Juan Diego, whose feast we celebrate today, belonged to the Aztec people. Born in what is today part of Mexico City, Mexico, in 1474, Juan was baptized when he was around 50 years old by one of the first Franciscan missionaries to the area. He was a devout convert. The first Catholic saint indigenous to the Americas, Pope St. John Paul II canonized Juan Diego at the Basilica of Our Lady of Guadalupe in Mexico City July 31, 2002. It seems fitting that his feast follows right after that of the Solemnity of the Immaculate Conception because Juan was a missionary of Mary. He cooperated as she did in God’s saving plan. This is something we are all called to do.
Mary first appeared to Juan Diego on Tepeyac Hill, just outside of Mexico City, as he was on his way to Mass. Mary spoke to Juan in his native tongue and asked him to go to the Bishop and instruct him to build a shrine to her there. She wanted any of her children in need to have a place where they could go and know that she was close to them. Juan Diego did as he was told. The Bishop said he needed some time to think about the request and sent Juan away. On his way home, the Blessed Mother again appeared to Juan, and he told her he had failed to convince the Bishop. He also said that he was a simple man. He politely suggested that she might be successful if she sent someone more important to talk to the Bishop. But, according to tradition, Mary replied, “Listen, least of my sons. You must try to understand that I have many messengers and servants whom I could charge with the delivery of my message… But it is altogether necessary that you, yourself, should undertake this entreaty and that through your own mediation and assistance, my purpose should be accomplished.”

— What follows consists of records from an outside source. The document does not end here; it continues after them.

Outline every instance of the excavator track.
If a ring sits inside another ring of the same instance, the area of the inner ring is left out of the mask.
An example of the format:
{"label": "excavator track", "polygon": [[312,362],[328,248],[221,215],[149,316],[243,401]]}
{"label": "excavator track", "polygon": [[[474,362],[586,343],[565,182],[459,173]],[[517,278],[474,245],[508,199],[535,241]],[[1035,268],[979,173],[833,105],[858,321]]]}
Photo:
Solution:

Juan obeyed the Blessed Virgin and returned to the Bishop the next day, but the Bishop asked for a sign. Mary said she would provide a sign the day after that. Unfortunately, Juan’s uncle became mortally ill and wanted a priest to hear his confession and minister to him. So, Juan avoided Tepeyac Hill so that he would not be delayed on his way to get a priest. But on a different route, the Virgin appeared to Juan, and chided him as a mother might, assuring him that his uncle was better. She told him to pick roses from the rocky hillside, flowers that could not have normally grown there. He put them in his tilma or cloak and Our Lady arranged them. Then Juan went to see the Bishop, opened his tilma and the beautiful roses fell to the floor while an image of Mary appeared on the tilma. The Bishop believed and did as instructed. When Juan returned home, he found his uncle cured. His uncle said Mary had appeared to him as well and told Juan to tell the Bishop that she wanted to be known as Our Lady of Guadalupe. Juan Diego, trusting and obedient, did as he was asked.

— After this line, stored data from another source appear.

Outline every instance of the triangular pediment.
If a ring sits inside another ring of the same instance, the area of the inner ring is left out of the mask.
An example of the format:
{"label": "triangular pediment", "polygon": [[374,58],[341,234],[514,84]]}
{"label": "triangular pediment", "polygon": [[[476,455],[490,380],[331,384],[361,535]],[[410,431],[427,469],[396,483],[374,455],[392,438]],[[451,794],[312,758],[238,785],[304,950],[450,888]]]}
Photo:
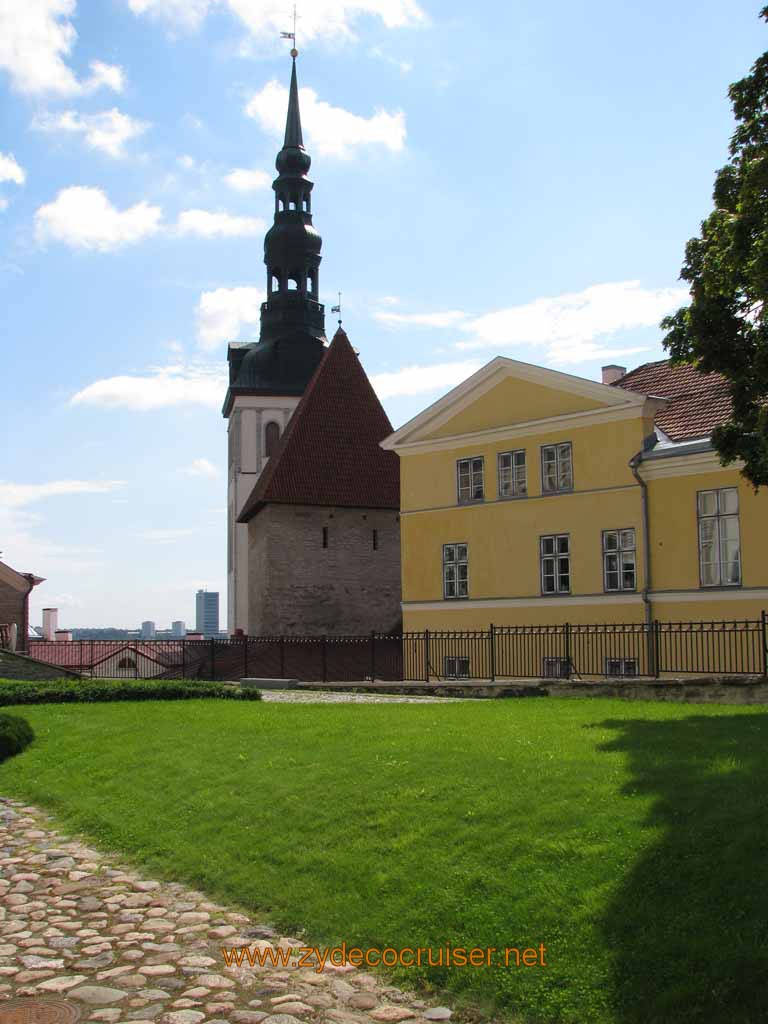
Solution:
{"label": "triangular pediment", "polygon": [[645,396],[606,384],[497,357],[385,442],[387,448],[516,429],[566,417],[636,407]]}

Since he loved the Virgin Mary so much, Juan, who was by that time a widower, asked to live in a little hut next to the Church. There he lived until he died seventeen years after the apparitions. There he cared for pilgrims who came to honor their Blessed Mother. Today visitors can see the tilma with the image of Our Lady on it. Many miracles occurred. More importantly, many came to believe in Jesus because of St. Juan Diego’s willingness to be a missionary for Mary.
St. Juan Diego is today’s Ornament of Grace.
OBSERVING THE BEAUTIFUL ORNAMENTS
- How can you realize your call to be a missionary even within your own home, place of work, city or parish?
- What makes it possible for anyone, even a humble and simple person, to join in God’s great work of salvation?